Let $\mathcal B = \sigma (D_1,...)$ be a countably generated $\sigma$-algebra. Let $D = \cap D_i \in \mathcal B$.
It seems intuitive that generating a $\sigma$-algebra from $\{D_1,...\}$ cannot produce anything smaller than $\cap D_i$. To put it in precise terms:
Let $B \subseteq D$ be a nonempty set, and assume $B \in \mathcal B$. Must we have $B=D$?
In other words, we ask if $D$ is a $\mathcal B$-atom.
In the finitely generated case, the sigma algebra is just all sets created by the Venn diagram so we see graphically that the claim holds. For non-countably generated algebras the intersection may no longer be an event so we may run into problems.

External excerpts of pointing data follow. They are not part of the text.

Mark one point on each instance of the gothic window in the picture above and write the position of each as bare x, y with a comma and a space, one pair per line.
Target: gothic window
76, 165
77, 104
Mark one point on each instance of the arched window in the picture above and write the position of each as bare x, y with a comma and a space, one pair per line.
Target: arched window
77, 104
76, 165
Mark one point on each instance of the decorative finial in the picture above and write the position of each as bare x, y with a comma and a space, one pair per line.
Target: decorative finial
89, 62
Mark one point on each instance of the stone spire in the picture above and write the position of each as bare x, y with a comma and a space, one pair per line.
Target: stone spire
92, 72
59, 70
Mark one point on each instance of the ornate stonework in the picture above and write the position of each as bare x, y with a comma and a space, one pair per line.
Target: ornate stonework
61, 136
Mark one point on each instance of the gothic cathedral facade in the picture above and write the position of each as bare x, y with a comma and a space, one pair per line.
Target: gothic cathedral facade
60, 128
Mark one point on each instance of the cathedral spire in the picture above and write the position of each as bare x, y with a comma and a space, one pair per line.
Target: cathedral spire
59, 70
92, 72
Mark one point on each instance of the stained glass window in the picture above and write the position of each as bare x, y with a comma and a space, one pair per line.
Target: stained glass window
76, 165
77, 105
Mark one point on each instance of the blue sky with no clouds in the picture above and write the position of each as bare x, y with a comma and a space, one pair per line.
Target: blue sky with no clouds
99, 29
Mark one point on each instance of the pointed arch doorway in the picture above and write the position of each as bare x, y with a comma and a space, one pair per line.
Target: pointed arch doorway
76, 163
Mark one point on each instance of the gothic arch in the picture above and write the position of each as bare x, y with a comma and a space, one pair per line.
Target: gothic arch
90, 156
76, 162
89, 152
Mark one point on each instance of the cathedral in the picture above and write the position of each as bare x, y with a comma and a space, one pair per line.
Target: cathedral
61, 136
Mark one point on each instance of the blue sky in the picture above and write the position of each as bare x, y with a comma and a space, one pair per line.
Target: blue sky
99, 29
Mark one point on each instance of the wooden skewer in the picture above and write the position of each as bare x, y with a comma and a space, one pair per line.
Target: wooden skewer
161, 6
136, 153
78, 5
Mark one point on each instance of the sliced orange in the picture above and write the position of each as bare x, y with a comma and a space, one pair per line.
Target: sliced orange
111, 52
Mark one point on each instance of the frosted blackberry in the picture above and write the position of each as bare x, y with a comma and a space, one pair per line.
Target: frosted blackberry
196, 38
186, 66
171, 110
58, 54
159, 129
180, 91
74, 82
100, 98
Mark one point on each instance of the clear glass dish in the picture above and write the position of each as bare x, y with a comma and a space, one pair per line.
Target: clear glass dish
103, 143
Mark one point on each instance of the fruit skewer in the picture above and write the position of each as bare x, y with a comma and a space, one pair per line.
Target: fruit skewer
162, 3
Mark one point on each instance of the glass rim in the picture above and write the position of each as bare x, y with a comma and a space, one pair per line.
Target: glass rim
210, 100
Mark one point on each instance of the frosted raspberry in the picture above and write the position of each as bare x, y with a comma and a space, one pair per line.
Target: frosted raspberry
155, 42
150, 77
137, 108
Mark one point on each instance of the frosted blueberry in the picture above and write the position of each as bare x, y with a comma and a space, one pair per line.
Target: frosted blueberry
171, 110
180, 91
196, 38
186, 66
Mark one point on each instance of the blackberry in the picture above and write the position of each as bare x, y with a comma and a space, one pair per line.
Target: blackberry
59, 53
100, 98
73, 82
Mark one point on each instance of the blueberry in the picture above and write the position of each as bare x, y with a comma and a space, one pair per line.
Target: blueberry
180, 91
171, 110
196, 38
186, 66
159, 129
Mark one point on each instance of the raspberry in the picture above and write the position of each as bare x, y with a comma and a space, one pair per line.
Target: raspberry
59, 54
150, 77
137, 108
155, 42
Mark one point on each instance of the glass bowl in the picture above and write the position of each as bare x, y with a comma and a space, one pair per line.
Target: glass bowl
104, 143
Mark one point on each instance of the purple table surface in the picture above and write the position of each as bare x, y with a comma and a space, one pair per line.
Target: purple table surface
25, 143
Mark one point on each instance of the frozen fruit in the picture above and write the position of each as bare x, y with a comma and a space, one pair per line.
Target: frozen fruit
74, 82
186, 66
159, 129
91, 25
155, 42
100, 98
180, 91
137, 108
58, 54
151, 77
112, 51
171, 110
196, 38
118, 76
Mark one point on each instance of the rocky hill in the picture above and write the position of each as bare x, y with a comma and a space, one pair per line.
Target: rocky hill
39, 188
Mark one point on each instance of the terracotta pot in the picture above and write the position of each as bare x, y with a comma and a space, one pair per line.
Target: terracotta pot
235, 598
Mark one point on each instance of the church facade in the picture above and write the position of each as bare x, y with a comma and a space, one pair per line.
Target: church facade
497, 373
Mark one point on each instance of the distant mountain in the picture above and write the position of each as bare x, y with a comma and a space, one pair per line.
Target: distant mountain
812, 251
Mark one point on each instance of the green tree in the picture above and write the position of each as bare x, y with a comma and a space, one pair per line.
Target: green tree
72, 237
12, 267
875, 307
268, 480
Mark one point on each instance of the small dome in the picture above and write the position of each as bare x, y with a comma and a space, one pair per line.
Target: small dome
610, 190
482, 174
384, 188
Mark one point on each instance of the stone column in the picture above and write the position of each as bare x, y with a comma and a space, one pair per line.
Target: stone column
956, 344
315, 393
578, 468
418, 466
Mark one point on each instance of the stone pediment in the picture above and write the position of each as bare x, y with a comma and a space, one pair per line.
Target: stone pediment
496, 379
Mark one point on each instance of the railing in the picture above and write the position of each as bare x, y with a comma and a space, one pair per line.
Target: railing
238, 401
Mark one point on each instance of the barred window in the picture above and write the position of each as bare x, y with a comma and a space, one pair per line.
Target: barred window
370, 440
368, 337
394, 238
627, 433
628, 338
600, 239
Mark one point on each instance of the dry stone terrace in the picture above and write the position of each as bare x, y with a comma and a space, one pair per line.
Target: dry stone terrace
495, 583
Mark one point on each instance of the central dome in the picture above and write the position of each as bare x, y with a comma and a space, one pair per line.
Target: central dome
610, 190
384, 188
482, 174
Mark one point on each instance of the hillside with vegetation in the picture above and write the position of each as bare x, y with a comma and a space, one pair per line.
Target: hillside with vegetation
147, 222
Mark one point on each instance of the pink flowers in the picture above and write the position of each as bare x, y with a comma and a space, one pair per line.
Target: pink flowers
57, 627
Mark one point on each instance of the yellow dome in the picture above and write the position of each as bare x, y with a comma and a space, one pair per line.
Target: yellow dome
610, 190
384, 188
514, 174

We call the ground set $X$.
We say two elements $x$ and $y$ in X are related if $x\in D_i \implies y\in D_i$ and visceversa for all $i$.
Let $C_\alpha$ be the equivalence classes of our relation.
It is not hard to see that the set $\mathcal C$ of subsets of $X$ that are unions of some $C_\alpha$ is a sigma algebra that contains each $D_i$.
Notice that the intersections of all the $D_i$ is one of the $C_i$ and so clearly no element of $\mathcal C$ is a proper subset of the intersection of all the $D_i$.